Hash Generator
Generate MD5, SHA-1, SHA-256, SHA-384, and SHA-512 hashes from any text instantly.
Frequently Asked Questions
What is the difference between MD5 and SHA-256?+
MD5 produces a 128-bit (32-character hex) digest and is fast but cryptographically broken — collisions can be generated. SHA-256 produces a 256-bit (64-character hex) digest and is part of the SHA-2 family, which remains cryptographically strong. For integrity verification and security-sensitive uses, prefer SHA-256 or higher.
Can a hash be reversed to recover the original text?+
No. Hashing is a one-way function — you can compute a hash from text, but you cannot compute the original text from its hash. Attackers who obtain a hash can try known inputs (dictionary attacks or rainbow tables) to find a matching input, but the hash itself cannot be mathematically inverted.
Is MD5 safe to use today?+
MD5 is still useful for non-security purposes: checksumming files to detect accidental corruption, generating cache-busting identifiers, or comparing large data sets quickly.

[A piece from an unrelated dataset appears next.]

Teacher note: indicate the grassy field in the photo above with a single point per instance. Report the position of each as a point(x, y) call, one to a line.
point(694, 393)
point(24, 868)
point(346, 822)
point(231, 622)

It must not be used for password hashing, digital signatures, or any context where collision resistance matters — it has been broken for those purposes since 2004.
Should I use SHA-256 for storing passwords?+
No. SHA-256 is designed to be fast, which is a disadvantage for password storage — an attacker can compute billions of SHA-256 hashes per second with a GPU. Use a slow, purpose-built password hashing algorithm such as bcrypt, Argon2, or scrypt, which are specifically designed to make brute-force attacks expensive.
How to use
- Type or paste any text into the input box — all five hashes update instantly.
- Click Copy next to any hash to copy it to your clipboard.
- SHA algorithms use the browser's native SubtleCrypto API. MD5 is computed in JavaScript.
- Nothing is sent to a server — all hashing happens entirely in your browser.